Email tracking in AMP is, as far as I know, roughly identical to without AMP.

To quote the official AMP documentation:

https://amp.dev/documentation/guides-and-tutorials/learn/ema...

>AMPHTML allows tracking email opens with pixel tracking techniques, same as regular HTML emails. Any user-initiated requests for data from external services will also indicate the user is interacting with the message. Email clients may offer their users the ability to disable loading remote images, and other external requests.

While I can understand some concern regarding allowing email to do more, I don’t understand the adtech bits. If you could explain that in more concrete detail, I’d be appreciative. To be particular: what AMP elements or functionality would compromise user’s privacy?

There's no way I can think of to get around `amp-list`[0], which requires you to be able to send an un-cached request to a server to work.

> The request is always made from the client, even if the document was served from the AMP Cache.

My naive reading of `amp-list` is that it's a tracking pixel that basically can't be blocked if you have AMP enabled and expect your emails to render reliably.

I suppose you could disable `amp-list`, the same way you could disable AMP in general. But it's trivial for me to make an email that won't render if the request fails. So you'll either accept my "tracking pixel" or you'll be okay with (effectively) not using AMP.
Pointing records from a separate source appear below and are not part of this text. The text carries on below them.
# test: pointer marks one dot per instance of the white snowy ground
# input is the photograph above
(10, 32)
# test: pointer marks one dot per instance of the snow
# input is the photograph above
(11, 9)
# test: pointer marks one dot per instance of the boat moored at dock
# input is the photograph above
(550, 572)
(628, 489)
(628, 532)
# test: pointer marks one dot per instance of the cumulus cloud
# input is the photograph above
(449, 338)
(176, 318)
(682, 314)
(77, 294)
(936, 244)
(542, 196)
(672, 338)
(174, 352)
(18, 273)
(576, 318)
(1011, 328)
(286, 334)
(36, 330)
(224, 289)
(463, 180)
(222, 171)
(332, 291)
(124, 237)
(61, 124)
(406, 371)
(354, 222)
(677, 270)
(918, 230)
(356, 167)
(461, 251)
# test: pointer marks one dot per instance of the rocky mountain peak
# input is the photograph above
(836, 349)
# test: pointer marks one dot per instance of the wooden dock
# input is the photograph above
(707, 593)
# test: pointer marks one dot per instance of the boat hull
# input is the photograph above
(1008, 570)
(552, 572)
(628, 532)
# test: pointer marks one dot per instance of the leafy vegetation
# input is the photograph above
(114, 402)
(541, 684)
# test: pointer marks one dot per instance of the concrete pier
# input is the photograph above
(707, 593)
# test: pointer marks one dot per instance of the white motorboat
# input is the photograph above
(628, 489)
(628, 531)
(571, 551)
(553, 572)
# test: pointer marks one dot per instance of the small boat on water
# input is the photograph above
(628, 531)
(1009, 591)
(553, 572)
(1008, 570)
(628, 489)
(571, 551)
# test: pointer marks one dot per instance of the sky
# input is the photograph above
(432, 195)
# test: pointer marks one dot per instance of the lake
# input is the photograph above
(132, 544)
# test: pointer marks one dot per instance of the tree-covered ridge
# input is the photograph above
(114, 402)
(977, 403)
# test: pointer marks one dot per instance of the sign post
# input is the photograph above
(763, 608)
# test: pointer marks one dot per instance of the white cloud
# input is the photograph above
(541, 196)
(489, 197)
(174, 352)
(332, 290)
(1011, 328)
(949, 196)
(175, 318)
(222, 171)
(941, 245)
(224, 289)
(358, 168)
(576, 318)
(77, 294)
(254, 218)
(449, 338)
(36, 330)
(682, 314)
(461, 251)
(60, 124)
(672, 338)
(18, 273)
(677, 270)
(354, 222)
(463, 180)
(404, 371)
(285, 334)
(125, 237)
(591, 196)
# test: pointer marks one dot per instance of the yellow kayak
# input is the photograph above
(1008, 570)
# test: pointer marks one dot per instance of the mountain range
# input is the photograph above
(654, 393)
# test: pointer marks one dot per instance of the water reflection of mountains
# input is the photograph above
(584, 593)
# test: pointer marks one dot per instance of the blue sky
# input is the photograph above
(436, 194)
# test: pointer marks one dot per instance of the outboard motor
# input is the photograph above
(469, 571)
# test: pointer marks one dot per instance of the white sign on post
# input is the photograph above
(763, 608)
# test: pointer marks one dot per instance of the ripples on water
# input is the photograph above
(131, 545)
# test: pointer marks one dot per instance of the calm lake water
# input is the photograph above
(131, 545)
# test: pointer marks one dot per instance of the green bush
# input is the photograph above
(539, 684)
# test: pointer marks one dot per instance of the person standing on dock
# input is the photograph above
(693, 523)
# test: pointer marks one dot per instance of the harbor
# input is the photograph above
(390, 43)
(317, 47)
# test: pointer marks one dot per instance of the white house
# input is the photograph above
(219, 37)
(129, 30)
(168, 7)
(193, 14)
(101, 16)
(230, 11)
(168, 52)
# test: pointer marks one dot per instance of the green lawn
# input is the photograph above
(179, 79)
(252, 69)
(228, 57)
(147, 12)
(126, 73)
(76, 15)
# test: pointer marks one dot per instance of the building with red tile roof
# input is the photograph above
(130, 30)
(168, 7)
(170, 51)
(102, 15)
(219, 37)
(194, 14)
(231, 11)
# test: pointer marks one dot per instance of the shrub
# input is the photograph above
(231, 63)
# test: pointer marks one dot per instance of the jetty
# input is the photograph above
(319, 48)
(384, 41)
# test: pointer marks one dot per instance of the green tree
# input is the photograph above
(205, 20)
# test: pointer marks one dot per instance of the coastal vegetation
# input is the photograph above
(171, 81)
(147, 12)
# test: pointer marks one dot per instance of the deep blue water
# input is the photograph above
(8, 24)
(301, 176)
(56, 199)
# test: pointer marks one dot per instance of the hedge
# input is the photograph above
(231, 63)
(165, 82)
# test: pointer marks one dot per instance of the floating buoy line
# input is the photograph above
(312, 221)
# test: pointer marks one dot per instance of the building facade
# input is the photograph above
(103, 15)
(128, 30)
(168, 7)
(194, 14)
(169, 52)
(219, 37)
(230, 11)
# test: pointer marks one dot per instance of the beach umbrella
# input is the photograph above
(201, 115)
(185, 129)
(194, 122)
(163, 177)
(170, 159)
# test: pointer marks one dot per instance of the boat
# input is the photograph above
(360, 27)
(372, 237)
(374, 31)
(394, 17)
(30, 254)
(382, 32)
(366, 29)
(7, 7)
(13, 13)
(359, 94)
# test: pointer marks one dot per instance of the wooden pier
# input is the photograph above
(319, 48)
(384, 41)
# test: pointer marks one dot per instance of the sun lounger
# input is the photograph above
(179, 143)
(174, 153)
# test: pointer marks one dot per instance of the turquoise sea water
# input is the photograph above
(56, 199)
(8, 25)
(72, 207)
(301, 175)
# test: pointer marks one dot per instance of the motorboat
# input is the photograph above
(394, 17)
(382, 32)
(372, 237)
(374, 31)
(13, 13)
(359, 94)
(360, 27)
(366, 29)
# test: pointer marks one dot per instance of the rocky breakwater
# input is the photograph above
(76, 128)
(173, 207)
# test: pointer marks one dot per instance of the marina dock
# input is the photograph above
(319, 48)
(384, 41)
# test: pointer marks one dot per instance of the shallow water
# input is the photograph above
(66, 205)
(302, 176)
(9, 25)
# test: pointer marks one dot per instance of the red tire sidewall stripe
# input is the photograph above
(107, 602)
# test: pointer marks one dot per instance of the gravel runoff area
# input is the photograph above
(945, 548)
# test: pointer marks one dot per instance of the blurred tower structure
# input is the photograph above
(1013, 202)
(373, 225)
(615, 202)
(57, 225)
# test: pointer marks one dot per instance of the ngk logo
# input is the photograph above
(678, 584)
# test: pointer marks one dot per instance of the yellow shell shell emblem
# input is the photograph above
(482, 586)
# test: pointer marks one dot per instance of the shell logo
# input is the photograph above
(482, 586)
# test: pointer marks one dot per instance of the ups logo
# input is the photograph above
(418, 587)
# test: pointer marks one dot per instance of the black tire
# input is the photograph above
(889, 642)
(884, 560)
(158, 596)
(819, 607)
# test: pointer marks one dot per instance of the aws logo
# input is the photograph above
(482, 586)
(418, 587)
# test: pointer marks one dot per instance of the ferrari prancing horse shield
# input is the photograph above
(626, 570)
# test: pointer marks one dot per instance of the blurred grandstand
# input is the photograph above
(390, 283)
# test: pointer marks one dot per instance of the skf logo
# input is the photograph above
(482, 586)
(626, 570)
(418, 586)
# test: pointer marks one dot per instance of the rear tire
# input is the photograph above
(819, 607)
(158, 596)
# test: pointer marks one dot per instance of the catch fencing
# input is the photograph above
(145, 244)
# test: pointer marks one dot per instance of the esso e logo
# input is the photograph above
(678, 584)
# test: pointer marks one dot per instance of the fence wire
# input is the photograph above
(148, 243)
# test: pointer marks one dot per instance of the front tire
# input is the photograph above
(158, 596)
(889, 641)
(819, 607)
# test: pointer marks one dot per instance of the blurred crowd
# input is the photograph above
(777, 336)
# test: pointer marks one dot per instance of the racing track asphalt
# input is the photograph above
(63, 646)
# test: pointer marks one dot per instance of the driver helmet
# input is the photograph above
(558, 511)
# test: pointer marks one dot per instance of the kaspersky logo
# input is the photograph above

Am I'm missing something? I didn't see anything to this effect, but I guess Google could require fallback data to be coded into the email if the request fails?

[0]: https://amp.dev/documentation/components/amp-list?format=ema...

amp-analytics is disabled in AMP for email now, but it seems likely they would enable it in the future. This would mean that clicks that don't load a new page but expand an accordion, jump to a part of the page, or switch to a new tab, could be tracked, and conceivably it could be linked to a user account.

So, at the moment, AMP for email is similar to regular HTML emails, but AMP lays the groundwork for more in-depth snooping into reading of emails.